I was somewhat educated on fine gun engraving when I sauntered into the M. W. Reynolds shop in Englewood, Colorado, a few years ago. I had visited and interviewed several engravers in Italy. I’d attended two Grand Master Engraving Programs in Emporia, Kansas, and met engravers Ken Hunt, Winston Churchill, Alain Lovenberg, Philippe Grifnée and Giacomo Fausti, a founder of the prestigious Creative Arts engraving studio in Gardone, Italy. That day Mark Reynolds, the proprietor, showed me three or four stunningly beautiful bamboo fly rods. Both made by Darryl Whitehead, the rods boasted ferrules and real seat furniture elegantly engraved by Paolo Barbetti. The hallmark of all art is the leap of imagination, where combinations not previously contemplated are realized and craftsmanship is elevated to artistic expression. Engravers before Paolo Barbetti experienced that leap of imagination when they visualized that fly rod hardware could be engraved, analogous perhaps, to Pablo Picasso visualizing that a bicycle handlebar and seat could be shaped like a bull’s head.

Michelangelo once opined: “The genius of the artist is to free the angel locked in the marble.” I noted how Barbetti had ‘freed’ trout and intricate scroll and ornamental patterns locked in otherwise banal bands of metal alloy. Telling a story or crafting something considered beautiful by engraving is as ancient as mankind, beginning with the images of beasts and humans in various caves in Altamira, Spain and Lascaux, France, most of them created some 15,000 to 10,000 years ago. The engraving art has come a long way since then. It’s now executed on surfaces as diverse as wine and champagne jewelry, leather, Harley Davidson motorcycles and, new to me, fly rods.

arryl Whitehead’s rod-making career began improbably with an act of carelessness. He was living in Seattle in 1987 when he broke the tip of his Granger rod. Deciding to repair it himself, and inspired by the book A Master’s Guide to Building a Bamboo Fly Rod (1977) by Everett Garrison and Hoagy Carmichael, he enrolled in a seven-month class given by local rodmaker Dawn Holbrook.

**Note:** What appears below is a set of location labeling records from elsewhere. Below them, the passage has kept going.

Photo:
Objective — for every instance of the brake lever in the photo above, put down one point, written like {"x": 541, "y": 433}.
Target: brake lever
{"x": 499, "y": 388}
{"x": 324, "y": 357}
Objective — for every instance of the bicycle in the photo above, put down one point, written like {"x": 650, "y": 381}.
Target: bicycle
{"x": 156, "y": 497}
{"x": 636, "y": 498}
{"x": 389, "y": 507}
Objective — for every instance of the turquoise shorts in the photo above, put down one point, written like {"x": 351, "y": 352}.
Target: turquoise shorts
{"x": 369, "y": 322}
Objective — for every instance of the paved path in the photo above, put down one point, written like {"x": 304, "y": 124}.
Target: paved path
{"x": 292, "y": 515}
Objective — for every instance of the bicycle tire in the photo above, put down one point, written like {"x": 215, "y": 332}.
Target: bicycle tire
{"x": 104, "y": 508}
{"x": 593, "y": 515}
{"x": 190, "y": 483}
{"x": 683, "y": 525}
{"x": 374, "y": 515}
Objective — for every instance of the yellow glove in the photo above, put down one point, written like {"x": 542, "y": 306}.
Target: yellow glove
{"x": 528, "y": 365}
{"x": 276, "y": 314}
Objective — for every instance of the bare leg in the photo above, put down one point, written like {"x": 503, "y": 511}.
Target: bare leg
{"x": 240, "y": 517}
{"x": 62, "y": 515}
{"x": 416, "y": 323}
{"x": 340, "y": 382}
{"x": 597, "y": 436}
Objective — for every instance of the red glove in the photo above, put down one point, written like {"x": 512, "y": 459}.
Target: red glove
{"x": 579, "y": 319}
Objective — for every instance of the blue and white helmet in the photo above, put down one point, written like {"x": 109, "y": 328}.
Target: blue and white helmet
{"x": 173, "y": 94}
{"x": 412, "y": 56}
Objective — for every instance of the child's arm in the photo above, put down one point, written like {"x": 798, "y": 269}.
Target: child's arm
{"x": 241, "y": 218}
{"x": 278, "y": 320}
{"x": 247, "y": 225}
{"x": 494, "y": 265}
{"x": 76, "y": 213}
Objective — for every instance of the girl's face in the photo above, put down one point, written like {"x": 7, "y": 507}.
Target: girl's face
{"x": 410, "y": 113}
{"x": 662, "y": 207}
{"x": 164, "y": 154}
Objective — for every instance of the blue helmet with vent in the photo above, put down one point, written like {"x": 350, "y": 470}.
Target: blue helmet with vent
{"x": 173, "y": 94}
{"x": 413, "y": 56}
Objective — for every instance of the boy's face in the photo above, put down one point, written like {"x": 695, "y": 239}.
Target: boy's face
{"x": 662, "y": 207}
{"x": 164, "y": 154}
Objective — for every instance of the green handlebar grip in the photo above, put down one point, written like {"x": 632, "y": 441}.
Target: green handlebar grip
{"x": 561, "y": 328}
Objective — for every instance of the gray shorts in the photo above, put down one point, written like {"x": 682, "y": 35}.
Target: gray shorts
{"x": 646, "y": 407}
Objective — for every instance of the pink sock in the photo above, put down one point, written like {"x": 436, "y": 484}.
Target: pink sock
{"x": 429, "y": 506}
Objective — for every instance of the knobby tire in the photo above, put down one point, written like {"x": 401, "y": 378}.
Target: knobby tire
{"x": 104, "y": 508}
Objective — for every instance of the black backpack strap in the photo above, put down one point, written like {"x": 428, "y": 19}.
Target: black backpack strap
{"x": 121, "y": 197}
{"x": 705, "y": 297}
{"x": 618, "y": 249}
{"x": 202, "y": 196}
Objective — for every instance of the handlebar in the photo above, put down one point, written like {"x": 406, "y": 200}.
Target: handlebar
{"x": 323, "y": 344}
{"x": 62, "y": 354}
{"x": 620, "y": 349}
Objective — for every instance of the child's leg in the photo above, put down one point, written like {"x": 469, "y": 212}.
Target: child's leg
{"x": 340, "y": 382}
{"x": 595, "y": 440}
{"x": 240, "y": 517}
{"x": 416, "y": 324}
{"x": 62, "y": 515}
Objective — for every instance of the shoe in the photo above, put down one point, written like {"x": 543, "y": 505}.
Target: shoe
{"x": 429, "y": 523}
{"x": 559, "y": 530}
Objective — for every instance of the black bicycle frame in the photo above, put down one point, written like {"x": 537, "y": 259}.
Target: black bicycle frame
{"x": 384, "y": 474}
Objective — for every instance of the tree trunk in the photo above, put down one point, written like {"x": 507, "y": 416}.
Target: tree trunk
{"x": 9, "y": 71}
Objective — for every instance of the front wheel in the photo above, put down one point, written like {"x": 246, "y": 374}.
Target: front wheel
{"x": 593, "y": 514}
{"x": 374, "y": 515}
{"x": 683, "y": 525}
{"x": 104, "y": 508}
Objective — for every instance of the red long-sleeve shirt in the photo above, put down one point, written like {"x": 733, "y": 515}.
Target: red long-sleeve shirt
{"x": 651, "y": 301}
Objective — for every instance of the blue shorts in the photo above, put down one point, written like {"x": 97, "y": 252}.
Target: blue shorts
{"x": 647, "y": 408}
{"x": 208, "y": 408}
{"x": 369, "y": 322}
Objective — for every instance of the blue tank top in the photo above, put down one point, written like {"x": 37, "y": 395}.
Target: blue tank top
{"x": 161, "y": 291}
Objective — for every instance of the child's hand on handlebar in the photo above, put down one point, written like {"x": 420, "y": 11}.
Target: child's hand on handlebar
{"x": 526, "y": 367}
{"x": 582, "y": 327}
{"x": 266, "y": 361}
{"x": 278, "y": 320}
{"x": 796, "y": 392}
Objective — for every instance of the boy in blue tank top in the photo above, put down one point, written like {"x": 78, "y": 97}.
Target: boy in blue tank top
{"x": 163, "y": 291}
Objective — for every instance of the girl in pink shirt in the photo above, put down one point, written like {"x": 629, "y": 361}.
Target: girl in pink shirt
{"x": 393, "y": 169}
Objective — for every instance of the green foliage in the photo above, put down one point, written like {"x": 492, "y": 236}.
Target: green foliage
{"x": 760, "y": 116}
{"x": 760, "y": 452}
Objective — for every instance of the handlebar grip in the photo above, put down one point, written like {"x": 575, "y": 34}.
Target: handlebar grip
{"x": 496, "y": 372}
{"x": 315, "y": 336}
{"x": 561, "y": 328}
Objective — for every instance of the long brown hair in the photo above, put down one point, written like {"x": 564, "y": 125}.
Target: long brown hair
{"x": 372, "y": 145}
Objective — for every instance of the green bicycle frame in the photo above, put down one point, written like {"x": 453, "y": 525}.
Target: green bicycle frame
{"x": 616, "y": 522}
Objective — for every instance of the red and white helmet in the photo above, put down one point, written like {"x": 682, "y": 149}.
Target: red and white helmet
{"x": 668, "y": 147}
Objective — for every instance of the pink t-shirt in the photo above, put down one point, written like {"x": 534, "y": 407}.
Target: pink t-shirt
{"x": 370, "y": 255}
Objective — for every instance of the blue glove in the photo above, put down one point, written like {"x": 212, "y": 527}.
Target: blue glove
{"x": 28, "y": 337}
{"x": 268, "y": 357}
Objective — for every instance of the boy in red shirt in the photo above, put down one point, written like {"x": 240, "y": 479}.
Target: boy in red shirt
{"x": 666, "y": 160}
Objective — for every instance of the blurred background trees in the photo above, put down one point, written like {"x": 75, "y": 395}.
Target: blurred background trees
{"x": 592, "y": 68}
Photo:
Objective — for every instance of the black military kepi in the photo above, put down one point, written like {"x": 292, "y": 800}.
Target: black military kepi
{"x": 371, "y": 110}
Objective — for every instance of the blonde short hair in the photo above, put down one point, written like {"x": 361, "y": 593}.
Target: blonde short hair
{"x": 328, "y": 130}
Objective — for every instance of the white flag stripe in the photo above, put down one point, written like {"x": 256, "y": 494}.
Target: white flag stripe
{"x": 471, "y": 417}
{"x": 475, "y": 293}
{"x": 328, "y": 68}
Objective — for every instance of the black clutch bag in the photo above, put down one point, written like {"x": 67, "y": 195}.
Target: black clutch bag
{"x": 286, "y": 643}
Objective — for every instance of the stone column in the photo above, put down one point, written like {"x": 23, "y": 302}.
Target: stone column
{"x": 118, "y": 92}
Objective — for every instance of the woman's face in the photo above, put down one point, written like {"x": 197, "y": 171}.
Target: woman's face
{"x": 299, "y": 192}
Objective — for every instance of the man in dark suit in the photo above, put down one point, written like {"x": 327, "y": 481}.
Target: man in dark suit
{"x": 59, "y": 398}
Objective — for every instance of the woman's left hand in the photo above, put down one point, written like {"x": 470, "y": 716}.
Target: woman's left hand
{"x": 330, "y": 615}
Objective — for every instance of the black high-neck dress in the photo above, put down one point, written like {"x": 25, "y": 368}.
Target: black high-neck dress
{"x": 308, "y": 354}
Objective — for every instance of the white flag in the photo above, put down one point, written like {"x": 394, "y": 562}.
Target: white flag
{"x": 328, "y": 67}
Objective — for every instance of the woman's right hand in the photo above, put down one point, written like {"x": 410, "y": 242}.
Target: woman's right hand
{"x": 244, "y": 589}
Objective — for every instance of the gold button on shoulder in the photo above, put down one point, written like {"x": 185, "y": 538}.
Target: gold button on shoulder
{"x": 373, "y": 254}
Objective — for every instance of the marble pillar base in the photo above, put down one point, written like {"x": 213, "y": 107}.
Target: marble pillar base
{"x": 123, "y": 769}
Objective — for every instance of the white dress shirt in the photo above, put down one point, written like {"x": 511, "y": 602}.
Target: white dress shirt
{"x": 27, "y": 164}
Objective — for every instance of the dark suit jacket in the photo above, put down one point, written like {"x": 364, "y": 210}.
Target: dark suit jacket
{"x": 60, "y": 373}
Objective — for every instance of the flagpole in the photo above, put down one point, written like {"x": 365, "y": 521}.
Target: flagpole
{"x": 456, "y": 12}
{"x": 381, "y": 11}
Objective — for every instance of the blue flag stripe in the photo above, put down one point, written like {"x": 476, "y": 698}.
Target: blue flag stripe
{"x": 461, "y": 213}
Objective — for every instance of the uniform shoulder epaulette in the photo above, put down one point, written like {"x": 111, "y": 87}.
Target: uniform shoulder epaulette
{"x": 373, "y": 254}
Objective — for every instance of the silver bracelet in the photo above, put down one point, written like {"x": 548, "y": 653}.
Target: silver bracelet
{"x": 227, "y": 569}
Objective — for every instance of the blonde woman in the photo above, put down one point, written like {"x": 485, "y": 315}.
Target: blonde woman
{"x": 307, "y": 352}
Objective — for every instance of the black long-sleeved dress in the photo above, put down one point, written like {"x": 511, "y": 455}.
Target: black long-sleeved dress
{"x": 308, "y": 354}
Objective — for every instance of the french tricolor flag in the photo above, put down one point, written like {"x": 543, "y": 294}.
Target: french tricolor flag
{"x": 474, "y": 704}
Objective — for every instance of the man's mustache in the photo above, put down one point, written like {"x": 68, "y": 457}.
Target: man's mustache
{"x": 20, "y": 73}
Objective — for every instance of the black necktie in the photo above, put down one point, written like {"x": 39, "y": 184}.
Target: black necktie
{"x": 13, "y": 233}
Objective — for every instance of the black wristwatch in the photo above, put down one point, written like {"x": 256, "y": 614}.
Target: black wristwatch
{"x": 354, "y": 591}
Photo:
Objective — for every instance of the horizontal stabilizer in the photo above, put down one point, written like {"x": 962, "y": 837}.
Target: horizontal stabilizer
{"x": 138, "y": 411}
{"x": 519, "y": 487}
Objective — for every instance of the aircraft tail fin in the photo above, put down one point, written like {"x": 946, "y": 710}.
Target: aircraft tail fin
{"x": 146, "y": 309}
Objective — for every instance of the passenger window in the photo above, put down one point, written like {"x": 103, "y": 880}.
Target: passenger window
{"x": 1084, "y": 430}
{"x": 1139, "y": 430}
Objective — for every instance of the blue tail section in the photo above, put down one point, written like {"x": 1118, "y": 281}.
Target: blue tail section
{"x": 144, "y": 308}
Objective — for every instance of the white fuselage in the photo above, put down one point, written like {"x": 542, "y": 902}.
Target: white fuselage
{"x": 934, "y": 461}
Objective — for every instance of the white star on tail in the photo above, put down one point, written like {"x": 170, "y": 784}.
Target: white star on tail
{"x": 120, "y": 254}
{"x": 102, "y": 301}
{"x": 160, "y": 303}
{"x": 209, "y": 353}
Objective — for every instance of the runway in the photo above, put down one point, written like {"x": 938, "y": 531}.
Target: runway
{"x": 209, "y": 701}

Whitehead made a rod and then a few more, motivated simply by the pedestrian impulse to find a hobby. His early career was influenced by Harold S. “Pinkey” Gillum, who had attained an exalted position among classic rod-makers and was known for building exceptional casting rods.


Before he began making rods, Whitehead had grown up among guns and shooting. His dad was a renowned gunsmith, and Darryl was a member of the U.S. International Trap Team from 1979 to 1984. After his competitive career, Whitehead served as the team’s general manager for several years. Recently, he was inducted into the Oregon Trap Shooting Hall of Fame.

Born in Florence, Italy, Barbetti attended the Institute of Art and then the Academy of Art in Florence

Born in Florence, Italy, Barbetti attended the Institute of Art and then the Academy of Art in Florence, where among other disciplines, he studied engraving before attaining a teaching degree in art history. Later he would travel to Gardone, Val Trompia to study firearms engraving at the prestigious Bottega Giovanelli and spent time with the legendary Giulio Timpini, then director of the Beretta engraving studio. He immigrated to the U.S. in 1974.

While in Holbrook’s class, Whitehead saw an advertising brochure for Oliver’s Auction House, a high rollers’ angling and collectibles firm in Kennebunk, Maine. An engraved Leonard rod was featured on the cover and other examples of engraved rods were illustrated in the brochure. Whitehead showed the brochure to Barbetti. With roots in the gun world, Barbetti was attracted to engraving rods because he knew that engraved guns demanded the highest prices. He told Whitehead, “I can do that. Give me the hardware.”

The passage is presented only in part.